Dans la première lecture, Dieu nous avait prévenus : « mes chemins ne sont pas vos chemins » (Is 55, 8). D’accord, est-ce que cela veut dire que les chemins de Dieu ne sont pas praticables sur terre ?

Reprenons ensemble l’histoire de cette vigne pour découvrir ce que Jésus veut nous faire comprendre. Demandons à Jésus de nous dévoiler ce qui se cache sous l’apparence de ses propos déstabilisants. Demandons-lui par quels chemins évangéliques il veut nous faire passer aujourd’hui ?

Tout d’abord, il y a ce « maître d’un domaine ». Avant d’être provoquant dans la manière de payer ses ouvriers, il est très surprenant dans la manière de les embaucher. Dans une seule et même journée, il sort cinq fois sur la place du village pour chercher des ouvriers. Cinq fois ! Cela dit sa générosité, son zèle et son acharnement pour donner du travail à tous ! Un maître qui ne reste pas enfermé chez lui mais qui ne cesse de sortir pour embaucher, même au dernier moment… Un maître qui cherche à donner du travail même à ceux dont personne n’a voulu… Voilà qui nous renseigne déjà sur la manière de faire de Dieu : son Fils, Jésus, est toujours en chemin pour faire bénéficier du Royaume à tout le monde.
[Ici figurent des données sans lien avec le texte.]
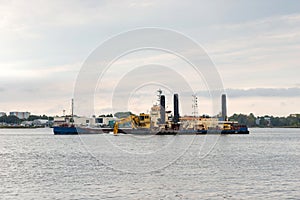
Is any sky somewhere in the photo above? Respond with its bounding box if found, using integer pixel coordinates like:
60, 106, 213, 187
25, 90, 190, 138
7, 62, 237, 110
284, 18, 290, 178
0, 0, 300, 116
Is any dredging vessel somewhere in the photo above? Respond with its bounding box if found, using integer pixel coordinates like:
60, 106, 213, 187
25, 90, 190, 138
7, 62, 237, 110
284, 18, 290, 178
53, 90, 249, 135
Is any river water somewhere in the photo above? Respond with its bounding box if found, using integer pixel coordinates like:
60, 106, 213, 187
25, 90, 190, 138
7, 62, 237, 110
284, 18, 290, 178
0, 128, 300, 199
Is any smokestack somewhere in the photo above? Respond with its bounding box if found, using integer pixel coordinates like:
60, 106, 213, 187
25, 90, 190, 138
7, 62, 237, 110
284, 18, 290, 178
222, 94, 227, 121
160, 95, 166, 124
173, 94, 179, 124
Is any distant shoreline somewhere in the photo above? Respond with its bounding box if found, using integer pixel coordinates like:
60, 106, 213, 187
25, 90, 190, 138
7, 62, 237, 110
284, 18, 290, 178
0, 126, 45, 129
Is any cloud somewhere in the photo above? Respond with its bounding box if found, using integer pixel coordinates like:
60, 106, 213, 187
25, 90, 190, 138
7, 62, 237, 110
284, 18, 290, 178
226, 87, 300, 98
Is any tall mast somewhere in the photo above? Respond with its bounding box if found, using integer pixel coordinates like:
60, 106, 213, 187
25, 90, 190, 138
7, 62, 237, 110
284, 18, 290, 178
71, 98, 74, 124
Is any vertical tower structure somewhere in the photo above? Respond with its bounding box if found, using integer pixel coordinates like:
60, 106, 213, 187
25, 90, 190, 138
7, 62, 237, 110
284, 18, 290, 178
173, 94, 179, 124
222, 94, 227, 121
160, 95, 166, 124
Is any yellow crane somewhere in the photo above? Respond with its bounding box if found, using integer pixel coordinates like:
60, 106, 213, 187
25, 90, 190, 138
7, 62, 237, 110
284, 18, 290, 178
113, 113, 151, 135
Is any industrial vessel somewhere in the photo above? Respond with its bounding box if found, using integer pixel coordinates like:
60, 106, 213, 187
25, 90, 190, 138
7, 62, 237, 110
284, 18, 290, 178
53, 90, 249, 135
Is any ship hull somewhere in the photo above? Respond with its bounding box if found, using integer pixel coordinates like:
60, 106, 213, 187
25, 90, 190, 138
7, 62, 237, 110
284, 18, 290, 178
53, 126, 113, 135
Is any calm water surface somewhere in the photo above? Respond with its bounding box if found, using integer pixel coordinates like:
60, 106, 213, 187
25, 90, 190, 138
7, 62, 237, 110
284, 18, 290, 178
0, 128, 300, 199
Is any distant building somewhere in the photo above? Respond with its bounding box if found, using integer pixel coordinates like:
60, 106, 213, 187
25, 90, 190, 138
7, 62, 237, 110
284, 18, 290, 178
0, 112, 6, 117
9, 111, 30, 119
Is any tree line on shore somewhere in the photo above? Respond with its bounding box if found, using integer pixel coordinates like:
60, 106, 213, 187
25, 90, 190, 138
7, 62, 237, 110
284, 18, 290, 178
0, 113, 300, 128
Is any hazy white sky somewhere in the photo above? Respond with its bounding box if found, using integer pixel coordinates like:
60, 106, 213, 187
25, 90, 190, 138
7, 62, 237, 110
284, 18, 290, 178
0, 0, 300, 116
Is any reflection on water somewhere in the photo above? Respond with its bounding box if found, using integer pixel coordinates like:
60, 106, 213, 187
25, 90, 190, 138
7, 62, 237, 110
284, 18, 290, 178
0, 129, 300, 199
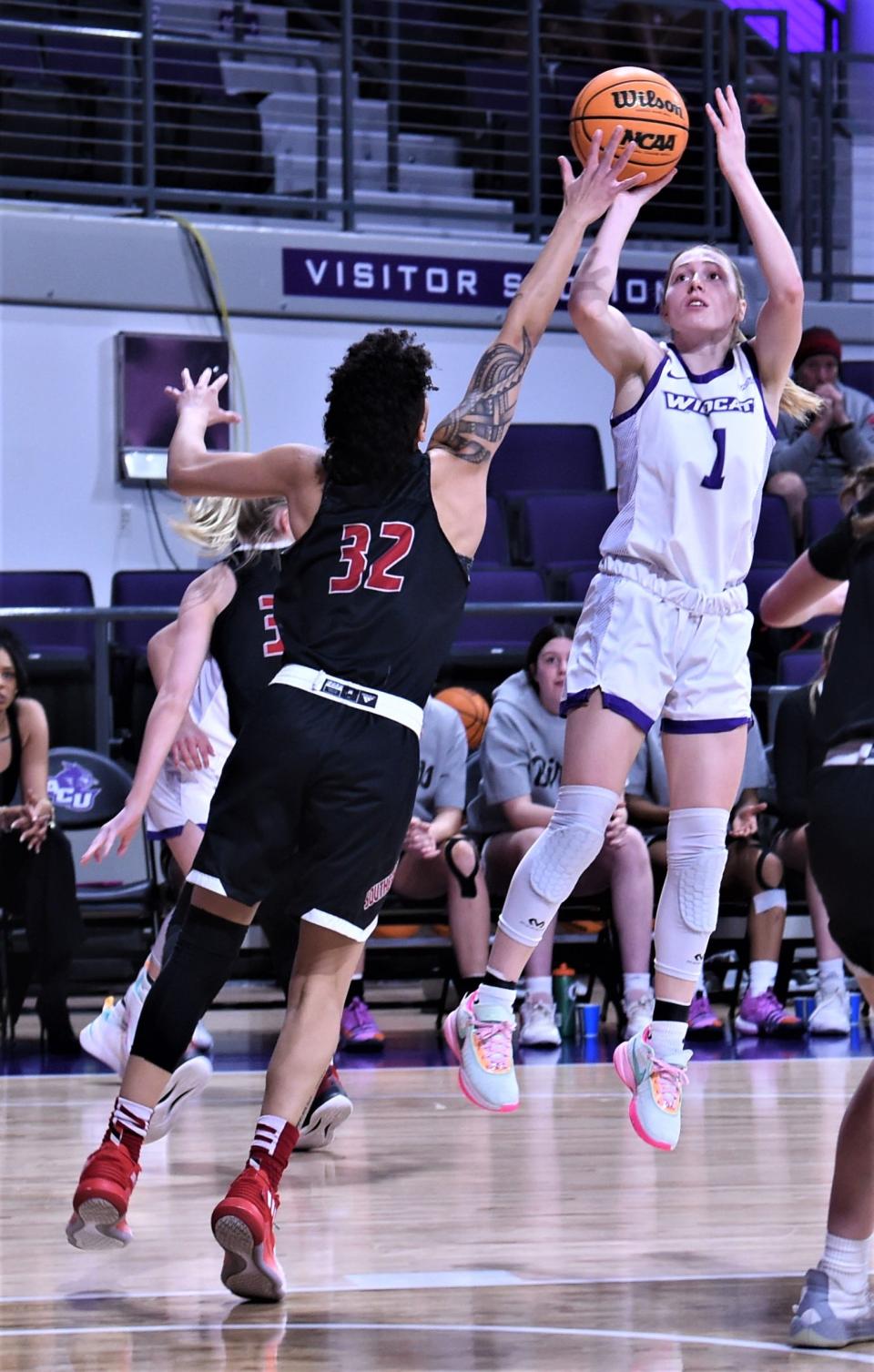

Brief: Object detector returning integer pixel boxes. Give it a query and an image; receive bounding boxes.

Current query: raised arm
[428,127,641,555]
[165,368,324,538]
[706,86,804,401]
[82,563,236,861]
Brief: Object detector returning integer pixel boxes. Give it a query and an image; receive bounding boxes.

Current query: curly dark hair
[324,330,433,485]
[0,623,30,696]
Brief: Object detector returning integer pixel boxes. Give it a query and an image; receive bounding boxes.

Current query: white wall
[0,305,612,604]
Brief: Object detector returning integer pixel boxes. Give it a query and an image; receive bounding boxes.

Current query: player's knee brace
[655,808,728,981]
[130,906,247,1072]
[498,787,619,948]
[443,834,479,900]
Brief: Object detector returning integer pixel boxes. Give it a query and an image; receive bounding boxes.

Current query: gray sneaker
[789,1267,874,1348]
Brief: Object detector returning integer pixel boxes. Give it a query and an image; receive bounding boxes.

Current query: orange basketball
[571,67,689,185]
[436,686,489,752]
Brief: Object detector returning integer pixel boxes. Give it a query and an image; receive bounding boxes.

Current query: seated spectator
[0,627,82,1053]
[764,328,874,538]
[340,696,492,1052]
[772,625,849,1034]
[468,625,655,1047]
[625,719,804,1037]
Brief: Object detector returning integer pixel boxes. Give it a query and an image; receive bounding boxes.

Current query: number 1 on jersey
[701,430,726,492]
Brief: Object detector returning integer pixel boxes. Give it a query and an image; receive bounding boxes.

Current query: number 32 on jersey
[328,520,416,595]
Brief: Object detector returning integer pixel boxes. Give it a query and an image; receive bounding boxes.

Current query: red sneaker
[213,1164,285,1301]
[67,1143,140,1251]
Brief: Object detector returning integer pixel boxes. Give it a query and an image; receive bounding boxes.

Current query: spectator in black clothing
[771,625,849,1034]
[761,462,874,1347]
[0,625,82,1053]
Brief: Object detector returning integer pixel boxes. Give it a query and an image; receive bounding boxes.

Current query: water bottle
[553,961,576,1039]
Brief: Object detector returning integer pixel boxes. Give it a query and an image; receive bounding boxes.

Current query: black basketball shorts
[188,685,419,942]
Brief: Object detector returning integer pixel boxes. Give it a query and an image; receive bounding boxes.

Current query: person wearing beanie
[766,328,874,538]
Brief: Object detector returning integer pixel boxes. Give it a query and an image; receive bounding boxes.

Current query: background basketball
[571,67,689,184]
[436,686,489,752]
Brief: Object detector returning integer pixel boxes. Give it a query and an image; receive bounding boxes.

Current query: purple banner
[282,249,663,314]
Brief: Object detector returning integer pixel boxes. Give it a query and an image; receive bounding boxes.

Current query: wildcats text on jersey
[663,391,756,414]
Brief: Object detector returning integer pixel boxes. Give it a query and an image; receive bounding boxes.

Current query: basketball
[436,686,489,752]
[571,67,689,185]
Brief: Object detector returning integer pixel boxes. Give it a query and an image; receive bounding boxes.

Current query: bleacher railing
[0,0,874,295]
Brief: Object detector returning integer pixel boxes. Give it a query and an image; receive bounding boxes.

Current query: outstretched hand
[81,806,143,866]
[163,366,241,428]
[704,86,747,179]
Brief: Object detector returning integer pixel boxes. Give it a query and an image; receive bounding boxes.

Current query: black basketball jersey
[210,549,282,737]
[276,452,469,706]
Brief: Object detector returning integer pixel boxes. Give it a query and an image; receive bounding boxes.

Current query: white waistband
[270,663,422,738]
[598,555,747,615]
[823,738,874,767]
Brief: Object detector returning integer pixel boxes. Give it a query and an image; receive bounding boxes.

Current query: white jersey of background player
[447,89,817,1150]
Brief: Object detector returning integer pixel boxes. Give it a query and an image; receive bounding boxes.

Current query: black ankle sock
[653,1001,689,1025]
[452,975,483,1001]
[483,969,517,991]
[343,977,363,1006]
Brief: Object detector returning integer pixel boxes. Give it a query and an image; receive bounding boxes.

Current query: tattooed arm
[428,129,639,557]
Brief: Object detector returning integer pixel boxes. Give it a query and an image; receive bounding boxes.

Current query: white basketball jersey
[188,657,236,769]
[601,343,777,593]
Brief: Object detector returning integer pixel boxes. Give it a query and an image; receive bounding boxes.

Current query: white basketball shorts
[561,557,753,734]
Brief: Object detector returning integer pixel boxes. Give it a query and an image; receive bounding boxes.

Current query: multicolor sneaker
[807,981,849,1034]
[122,967,152,1066]
[622,991,656,1039]
[146,1058,213,1143]
[734,987,804,1039]
[213,1164,285,1301]
[789,1267,874,1348]
[614,1026,692,1153]
[687,991,726,1039]
[79,996,127,1077]
[67,1140,140,1253]
[295,1063,352,1153]
[340,996,385,1052]
[519,995,561,1048]
[443,991,519,1114]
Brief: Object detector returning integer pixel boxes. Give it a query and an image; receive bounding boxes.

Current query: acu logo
[48,761,102,815]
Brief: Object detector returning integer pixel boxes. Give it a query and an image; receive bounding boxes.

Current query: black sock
[653,1001,689,1025]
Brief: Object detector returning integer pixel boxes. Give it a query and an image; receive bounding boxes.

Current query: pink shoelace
[472,1011,513,1072]
[652,1058,689,1110]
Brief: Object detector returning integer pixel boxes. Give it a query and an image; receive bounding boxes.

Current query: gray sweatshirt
[413,696,468,825]
[768,382,874,495]
[468,671,565,836]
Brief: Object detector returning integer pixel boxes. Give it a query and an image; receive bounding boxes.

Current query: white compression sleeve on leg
[498,787,619,948]
[655,808,728,982]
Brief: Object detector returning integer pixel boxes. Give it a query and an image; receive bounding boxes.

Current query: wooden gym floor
[0,1015,874,1372]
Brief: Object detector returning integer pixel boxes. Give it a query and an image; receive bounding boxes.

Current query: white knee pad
[655,808,728,981]
[498,787,619,948]
[528,787,619,906]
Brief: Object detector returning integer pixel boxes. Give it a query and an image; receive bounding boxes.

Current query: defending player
[447,87,817,1148]
[68,130,647,1301]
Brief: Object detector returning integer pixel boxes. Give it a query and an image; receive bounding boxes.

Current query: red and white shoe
[213,1164,285,1301]
[67,1142,140,1251]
Premier indice pour connaître les chemins que le Seigneur nous invite à parcourir : les chemins de Dieu rejoignent tout homme, y compris ceux que le chômage, ou la vie, rendent tristes, désœuvrés, marginalisés, sans espérance. Dieu fait confiance à tous, même aux derniers venus, à ceux qu’on n’attendait pas, à ceux qui ne s’y attendaient pas, à ceux qui désespéraient d’eux-mêmes, parce que leur entourage les méprisait. Voilà déjà des chemins qu’on aimerait voir emprunter par plus de monde aujourd’hui, des chemins de bonté et de confiance. Le psaume nous l’a rappelé : « La bonté du Seigneur est pour tous ».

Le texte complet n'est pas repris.